The very same tree from which Isaac Newton came up with the law of gravity is still alive and thriving in Woolsthorpe Manor, England, in Newton’s family home and where he spent his childhood.
According to the website of the National Trust of England, which preserves and promotes access to historical buildings around the country, Woolsthorpe Manor is where the famous apple tree resides. The conservation charity is responsible for the maintenance and care of the manor as well. The website states:
In the orchard at Woolsthorpe Manor we are custodians of a very special apple tree. Yes, the very tree from which an apple fell and caused Newton to ask the question: ‘Why do apples always fall straight down to the ground?’
The tree first put down roots around 400 years ago. For at least 240 years it has been shown to visitors as Isaac Newton’s apple tree.
Here he began to think about why everything always fell down – not sideways, or upwards – and came to the conclusion that there must be a power (now we call it a force) that draws them. ‘How far would that power extend?’, he thought. ‘Why not as far as the moon?’.
This video shows a timelapse of the apple tree:
 
Contrary to popular opinion, Newton’s theory of gravity did not emerge from when an apple fell on his head.
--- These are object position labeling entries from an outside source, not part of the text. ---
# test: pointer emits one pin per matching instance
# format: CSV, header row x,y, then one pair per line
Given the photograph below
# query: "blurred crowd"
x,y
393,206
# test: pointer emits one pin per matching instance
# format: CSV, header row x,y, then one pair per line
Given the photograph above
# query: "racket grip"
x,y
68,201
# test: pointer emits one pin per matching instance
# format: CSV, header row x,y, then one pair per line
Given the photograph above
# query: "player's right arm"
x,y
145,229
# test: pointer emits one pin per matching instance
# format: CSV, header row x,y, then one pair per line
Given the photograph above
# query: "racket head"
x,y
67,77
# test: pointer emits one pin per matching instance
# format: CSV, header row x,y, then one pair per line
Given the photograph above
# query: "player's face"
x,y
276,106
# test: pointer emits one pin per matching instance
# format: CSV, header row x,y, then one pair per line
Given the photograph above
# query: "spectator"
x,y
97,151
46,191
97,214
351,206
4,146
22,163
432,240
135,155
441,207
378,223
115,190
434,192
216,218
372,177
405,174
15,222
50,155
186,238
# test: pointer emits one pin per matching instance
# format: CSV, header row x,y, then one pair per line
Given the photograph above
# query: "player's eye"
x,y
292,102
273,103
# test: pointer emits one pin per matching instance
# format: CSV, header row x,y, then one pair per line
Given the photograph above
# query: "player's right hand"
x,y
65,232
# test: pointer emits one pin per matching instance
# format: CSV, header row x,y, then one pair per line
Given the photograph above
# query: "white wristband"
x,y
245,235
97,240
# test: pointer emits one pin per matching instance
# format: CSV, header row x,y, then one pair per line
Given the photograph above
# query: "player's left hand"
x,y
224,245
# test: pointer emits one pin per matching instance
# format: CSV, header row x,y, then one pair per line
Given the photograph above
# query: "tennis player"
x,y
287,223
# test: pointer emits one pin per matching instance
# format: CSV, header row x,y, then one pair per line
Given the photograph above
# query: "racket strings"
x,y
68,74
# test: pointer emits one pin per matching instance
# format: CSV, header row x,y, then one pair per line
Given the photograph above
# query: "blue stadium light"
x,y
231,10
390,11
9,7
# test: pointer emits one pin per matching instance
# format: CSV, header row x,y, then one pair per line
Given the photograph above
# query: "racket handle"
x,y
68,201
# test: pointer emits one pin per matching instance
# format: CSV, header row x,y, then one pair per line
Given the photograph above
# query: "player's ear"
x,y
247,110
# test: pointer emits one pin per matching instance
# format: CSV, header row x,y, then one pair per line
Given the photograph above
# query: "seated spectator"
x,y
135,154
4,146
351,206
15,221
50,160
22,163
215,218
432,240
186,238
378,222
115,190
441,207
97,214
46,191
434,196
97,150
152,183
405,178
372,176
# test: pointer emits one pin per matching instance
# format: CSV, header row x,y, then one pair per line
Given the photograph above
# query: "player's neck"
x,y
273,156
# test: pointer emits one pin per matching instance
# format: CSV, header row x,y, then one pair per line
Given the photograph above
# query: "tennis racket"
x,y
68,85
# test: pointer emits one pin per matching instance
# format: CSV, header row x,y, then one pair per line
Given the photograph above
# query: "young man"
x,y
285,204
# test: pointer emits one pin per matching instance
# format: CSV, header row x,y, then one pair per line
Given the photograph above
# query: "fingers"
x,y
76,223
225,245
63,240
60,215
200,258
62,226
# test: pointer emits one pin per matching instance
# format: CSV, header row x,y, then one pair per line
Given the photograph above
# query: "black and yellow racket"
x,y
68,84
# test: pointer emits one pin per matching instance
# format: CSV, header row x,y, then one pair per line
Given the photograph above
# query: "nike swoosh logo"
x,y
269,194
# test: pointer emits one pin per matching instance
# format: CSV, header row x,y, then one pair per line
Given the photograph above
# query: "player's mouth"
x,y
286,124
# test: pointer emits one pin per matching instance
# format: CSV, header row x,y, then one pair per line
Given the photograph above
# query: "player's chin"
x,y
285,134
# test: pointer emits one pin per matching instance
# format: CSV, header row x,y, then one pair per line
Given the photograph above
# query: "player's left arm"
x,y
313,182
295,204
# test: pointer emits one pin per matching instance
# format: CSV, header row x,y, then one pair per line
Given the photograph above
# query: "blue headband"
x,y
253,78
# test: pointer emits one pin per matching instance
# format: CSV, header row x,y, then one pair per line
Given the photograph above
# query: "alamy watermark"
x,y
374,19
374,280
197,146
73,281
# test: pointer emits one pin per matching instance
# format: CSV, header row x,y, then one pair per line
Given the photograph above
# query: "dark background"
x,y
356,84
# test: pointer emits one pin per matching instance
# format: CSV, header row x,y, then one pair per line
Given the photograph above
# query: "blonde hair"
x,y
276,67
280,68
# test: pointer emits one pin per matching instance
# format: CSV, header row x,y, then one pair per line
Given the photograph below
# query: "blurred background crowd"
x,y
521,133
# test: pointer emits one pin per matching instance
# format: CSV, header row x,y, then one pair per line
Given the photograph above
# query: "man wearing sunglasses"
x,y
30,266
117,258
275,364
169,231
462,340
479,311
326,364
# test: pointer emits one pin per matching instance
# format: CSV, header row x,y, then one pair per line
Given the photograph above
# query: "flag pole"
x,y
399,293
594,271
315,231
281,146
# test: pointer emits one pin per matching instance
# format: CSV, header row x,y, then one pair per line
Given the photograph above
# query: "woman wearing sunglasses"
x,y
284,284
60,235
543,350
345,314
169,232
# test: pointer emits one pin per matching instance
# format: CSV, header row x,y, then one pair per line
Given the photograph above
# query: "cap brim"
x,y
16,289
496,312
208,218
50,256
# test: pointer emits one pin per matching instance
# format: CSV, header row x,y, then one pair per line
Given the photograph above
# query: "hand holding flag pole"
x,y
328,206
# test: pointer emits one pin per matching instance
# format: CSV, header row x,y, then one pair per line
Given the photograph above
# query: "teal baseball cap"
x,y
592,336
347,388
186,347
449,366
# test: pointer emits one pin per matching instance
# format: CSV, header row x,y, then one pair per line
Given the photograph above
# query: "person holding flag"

He described the moment himself to William Stukeley, an archaeologist and one of Newton’s first biographers. Stukeley relayed the story in 1752 in the “Memoirs of Sir Isaac Newton’s Life”:
After dinner, the weather being warm, we went into the garden and drank thea, under the shade of some apple trees…he told me, he was just in the same situation, as when formerly, the notion of gravitation came into his mind. It was occasion’d by the fall of an apple, as he sat in contemplative mood. “Why should that apple always descend perpendicularly to the ground,” thought he to himself: occasion’d by the fall of an apple, as he sat in a comtemplative mood: “why should it not go sideways, or upwards? but constantly to the earths centre? assuredly, the reason is, that the earth draws it. there must be a drawing power in matter. & the sum of the drawing power in the matter of the earth must be in the earths center, not in any side of the earth. therefore dos this apple fall perpendicularly, or toward the center. if matter thus draws matter; it must be in proportion of its quantity. therefore the apple draws the earth, as well as the earth draws the apple.”
The tree is of the “Flower of Kent” variety, which produces green apples with a red flush. Cambridge University has an apple tree that is an offshoot of Newton’s original tree. It was grafted from the actual tree and planted at Trinity College in 1954 to honor Newton’s connection to the university.